Adalah perusahaan bernama World View Enterprises yang bermarkas di Arizona yang mengumumkan perjalanan menjelajah bumi ini. Untuk bisa ikut serta dalam perjalanan ini, Anda harus merogoh kocek sebesar US$ 75 ribu atau setara Rp 818 juta untuk sekali jalan.

Nantinya, perjalanan ini akan menggunakan kapsul mewah bergaya seperti pesawat luar angka yang hanya bisa ditumpangi 8 orang saja. Para penjelajah akan menghabiskan waktu selama 2 jam untuk mencapai ketinggian yang tepat, sebelum akhirnya meluncur ke bumi.

SCROLL TO CONTINUE WITH CONTENT

Kapsul ini akan melepaskan diri dari balon udara dan kemudian meluncur ke bumi dengan menggunakan parasut.

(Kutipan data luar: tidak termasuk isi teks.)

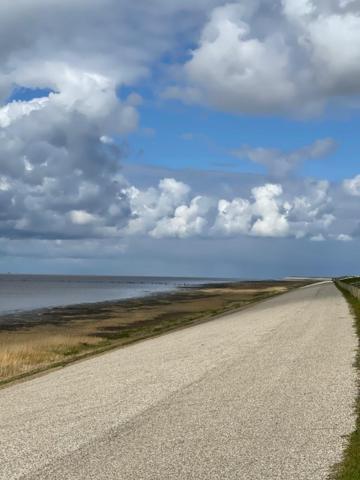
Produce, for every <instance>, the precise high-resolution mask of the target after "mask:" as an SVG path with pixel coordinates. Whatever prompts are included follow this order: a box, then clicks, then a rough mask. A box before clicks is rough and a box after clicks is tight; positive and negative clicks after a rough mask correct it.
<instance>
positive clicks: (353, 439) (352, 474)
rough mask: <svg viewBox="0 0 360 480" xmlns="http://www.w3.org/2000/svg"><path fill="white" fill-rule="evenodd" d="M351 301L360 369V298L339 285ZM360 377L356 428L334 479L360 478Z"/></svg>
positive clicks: (357, 407) (348, 282) (335, 469)
mask: <svg viewBox="0 0 360 480" xmlns="http://www.w3.org/2000/svg"><path fill="white" fill-rule="evenodd" d="M345 283H349V284H353V285H354V284H356V283H360V278H359V277H353V278H351V279H350V278H349V279H346V280H345ZM338 288H339V290H340V291H341V292H342V293H343V295H344V296H345V298H346V300H347V301H348V303H349V306H350V309H351V311H352V313H353V315H354V318H355V327H356V331H357V334H358V338H359V348H358V351H357V355H356V360H355V366H356V368H357V370H358V371H359V370H360V300H358V299H356V298H354V297H353V296H352V295H351V294H350V293H349V292H347V291H346V290H343V289H342V288H340V287H339V286H338ZM359 380H360V379H358V397H357V400H356V428H355V430H354V432H353V433H352V434H351V435H350V436H349V442H348V445H347V447H346V450H345V452H344V457H343V460H342V462H341V463H340V464H339V465H336V467H335V469H334V472H333V474H332V476H331V479H332V480H359V479H360V383H359Z"/></svg>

Namun perjalanan ini baru akan dimulai sekitar 3 tahun mendatang.

"Para penumpang akan menjadi bagian dari segelintir orang yang akan menyaksikan kelengkungan bumi dengan mata mereka sendiri," demikian pernyataan World View Enterprises seperti dilansir AFP, Rabu (23/10/2013).

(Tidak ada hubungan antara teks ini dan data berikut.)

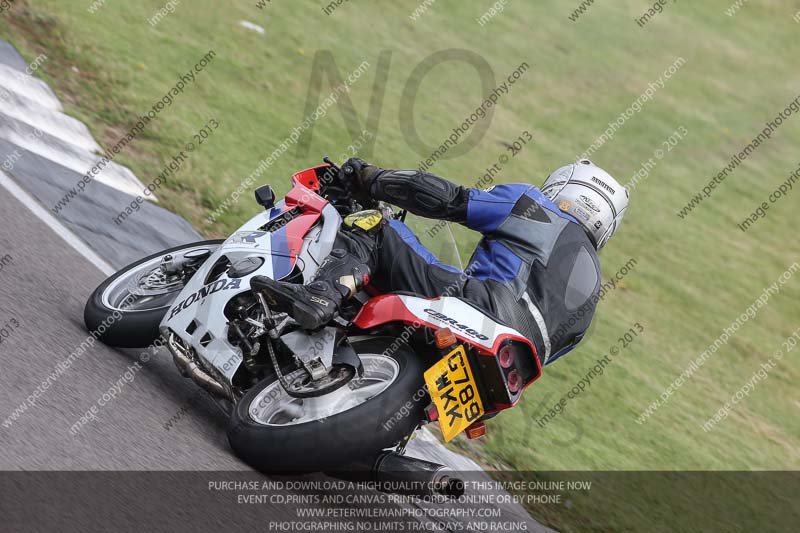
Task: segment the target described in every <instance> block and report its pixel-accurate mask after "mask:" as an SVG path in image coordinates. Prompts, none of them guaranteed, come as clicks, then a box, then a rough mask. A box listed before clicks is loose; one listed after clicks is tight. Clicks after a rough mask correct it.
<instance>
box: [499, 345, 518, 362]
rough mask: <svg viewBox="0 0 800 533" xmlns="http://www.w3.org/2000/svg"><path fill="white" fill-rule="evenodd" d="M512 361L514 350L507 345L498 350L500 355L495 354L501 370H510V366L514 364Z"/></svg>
mask: <svg viewBox="0 0 800 533" xmlns="http://www.w3.org/2000/svg"><path fill="white" fill-rule="evenodd" d="M514 359H515V353H514V348H512V347H511V346H510V345H508V344H507V345H505V346H503V347H502V348H501V349H500V353H498V354H497V360H498V361H499V362H500V366H501V367H503V368H511V365H513V364H514Z"/></svg>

"Mereka akan menyaksikan pemandangan yang menakjubkan, kegelapan luar angkasa, bintang-bintang yang cemerlang dan lapisan atmosfer tipis yang menyelimuti planet kita -- pemandangan yang selama ini hanya bisa disaksikan oleh para astronot -- dengan membayar US$ 75 ribu," imbuh pernyataan tersebut.

"Melihat bumi melayang di luar angkasa yang gelap akan membantu orang untuk menyadari hubungan kita dengan planet kita dan alam semesta di sekitar kita, dan tentunya menawarkan pengalaman baru bagi klien kami," ucap CEO World View, Jane Poynter.

Jane juga dikenal sebagai salah satu pendiri Paragon Space Development Corporation, yang bertanggung jawab atas pengembangkan kapsul yang akan digunakan dengan balon helium untuk melakukan penjelajahan bumi tersebut. Otoritas Aviasi Federal (FAA) sendiri telah mengklasifikasikan kapsul yang digunakan World View sebagai pesawat luar angkasa.

Secara teknis, luar angkasa yang hampa udara dimulai pada ketinggian 100 kilometer dari permukaan bumi. Pada ketinggian itu, penerbangan biasa tidak mungkin dilakukan karena tidak adanya atmosfer.